Uma das tontices mais cómicas que a excitação dos últimos dias tem despertado
é a afirmação, proferida por comentadores cativos e repetida exaustivamente
pela escumalha, de que Portugal nunca mais será o mesmo ou, na sua variante
menos hiperbólica, a justiça nunca mais será a mesma. A sério que me dá vontade
de rir, tal como ontem me ria enquanto uma jornalista num directo de televisão
conseguia adivinhar o “ar nervoso” de Sócrates atrás das cortinas do Campus de
Justiça. A minha mulher ainda me perguntou, perscrutando atentamente o momento
em que o semblante passava por uma frincha de vidro: “mas ele não vai a rir?”
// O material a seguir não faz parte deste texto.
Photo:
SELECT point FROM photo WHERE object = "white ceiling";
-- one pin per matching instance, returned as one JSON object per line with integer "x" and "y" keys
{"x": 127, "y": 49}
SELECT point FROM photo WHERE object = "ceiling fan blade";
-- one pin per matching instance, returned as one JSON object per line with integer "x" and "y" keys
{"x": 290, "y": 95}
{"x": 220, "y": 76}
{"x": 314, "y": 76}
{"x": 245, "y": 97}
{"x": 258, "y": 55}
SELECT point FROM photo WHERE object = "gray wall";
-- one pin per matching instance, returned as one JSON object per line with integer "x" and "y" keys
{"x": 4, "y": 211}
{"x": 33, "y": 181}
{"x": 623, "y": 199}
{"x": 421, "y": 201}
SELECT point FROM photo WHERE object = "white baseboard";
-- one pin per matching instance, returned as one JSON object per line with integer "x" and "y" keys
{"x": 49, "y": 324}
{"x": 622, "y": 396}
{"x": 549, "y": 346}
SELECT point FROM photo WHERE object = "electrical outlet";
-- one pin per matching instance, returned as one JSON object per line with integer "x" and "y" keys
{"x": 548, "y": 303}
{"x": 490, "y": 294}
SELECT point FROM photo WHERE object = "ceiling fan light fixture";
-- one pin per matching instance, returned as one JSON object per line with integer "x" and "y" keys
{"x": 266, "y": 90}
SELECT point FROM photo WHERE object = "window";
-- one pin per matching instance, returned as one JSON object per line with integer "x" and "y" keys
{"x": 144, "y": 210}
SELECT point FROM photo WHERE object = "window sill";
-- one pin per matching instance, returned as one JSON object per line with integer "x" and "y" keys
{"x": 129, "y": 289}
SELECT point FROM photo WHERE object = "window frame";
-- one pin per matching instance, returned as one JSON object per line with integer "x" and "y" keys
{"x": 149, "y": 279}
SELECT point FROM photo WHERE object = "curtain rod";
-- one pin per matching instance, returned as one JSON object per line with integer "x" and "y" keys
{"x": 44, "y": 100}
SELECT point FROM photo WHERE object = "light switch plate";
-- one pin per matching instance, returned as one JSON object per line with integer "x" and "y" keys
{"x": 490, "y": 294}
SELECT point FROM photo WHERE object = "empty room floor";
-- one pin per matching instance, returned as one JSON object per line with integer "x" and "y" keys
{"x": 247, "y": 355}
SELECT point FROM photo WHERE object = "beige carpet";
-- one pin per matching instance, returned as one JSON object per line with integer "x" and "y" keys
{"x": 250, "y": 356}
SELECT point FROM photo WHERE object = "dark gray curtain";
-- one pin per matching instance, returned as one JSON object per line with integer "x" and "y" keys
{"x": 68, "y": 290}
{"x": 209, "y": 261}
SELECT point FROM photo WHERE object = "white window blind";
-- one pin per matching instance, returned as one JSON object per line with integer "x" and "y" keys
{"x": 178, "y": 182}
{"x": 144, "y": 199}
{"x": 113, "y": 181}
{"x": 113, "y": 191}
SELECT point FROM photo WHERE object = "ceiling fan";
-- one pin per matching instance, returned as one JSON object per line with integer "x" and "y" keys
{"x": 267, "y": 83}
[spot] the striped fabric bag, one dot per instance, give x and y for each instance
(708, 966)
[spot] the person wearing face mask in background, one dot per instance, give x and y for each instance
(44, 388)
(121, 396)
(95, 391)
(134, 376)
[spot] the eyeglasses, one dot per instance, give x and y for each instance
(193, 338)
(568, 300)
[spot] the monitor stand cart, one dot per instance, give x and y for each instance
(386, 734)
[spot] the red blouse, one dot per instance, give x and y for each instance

Não, mulher, confia na visão de raio-x da jornalista. E presta atenção a esta
outra que fala dos “dois primeiros mandatos” do detido como se tivesse havido
um terceiro, e sublinha aqueloutra que contou “14 pizzas a caminho do Largo do
Rato”… São tantos os exemplos de reportagem pacóvia e jornalismo medíocre patenteados
que até nos sentimos mal quando ouvimos falar de um jornal que fechou as portas
ou de despedimentos na comunicação social. Nada mudou nem nada mudará no
país, está tudo entregue a uma corja do mais ordinário e imbecil que pode
haver. O Santana ou outro como ele continuará a distribuir empregos pelos seus bulldogs
e o Presidente da República, o mais indecente de todos por ser aquele com
maiores responsabilidades, não hesitará na condecoração a 10 de Junho. A
corrupção é endémica, diz-se. Diz-se mal, porque na realidade é
pandémica. Corrói tudo a ponto de ser orgástico um exemplo de discernimento, a
ponto de causar espanto e estranheza um discurso articulado, a ponto de
considerarmos excepcional o que devia ser dado adquirido. Notem bem, estamos a
ser governados pelo indivíduo acima, o mesmo que há não muito afirmava a
sua decisão irrevogável de se demitir. Dá para acreditar nas palavras desta gente? Dá. Se há coisa que ele tem
bem decidida na sua cabeça é que não quer ser político. Foi ele que disse e nós
acreditamos. Não é, nunca foi, nuca será. É oportunista, aldrabão, nepotista, hipócrita. Tal como a maioria que ao lado dele
se vai sentando, e todos os outros que se cumprimentam nos corredores do poder,
corredores que mais parecem ascensores de riqueza, porque entre poder e riqueza
não há diferença alguma nesta sociedade de que já Camões se queixava. Ora, se
Camões se queixava pode alguém pensar que no futuro será diferente? Manda a lógica indutiva que se todos os príncipes que temos visto
são sapos, logo todos os príncipes são sapos. Mudem de rumo, mudem de rumo, já lá vem outro carreiro.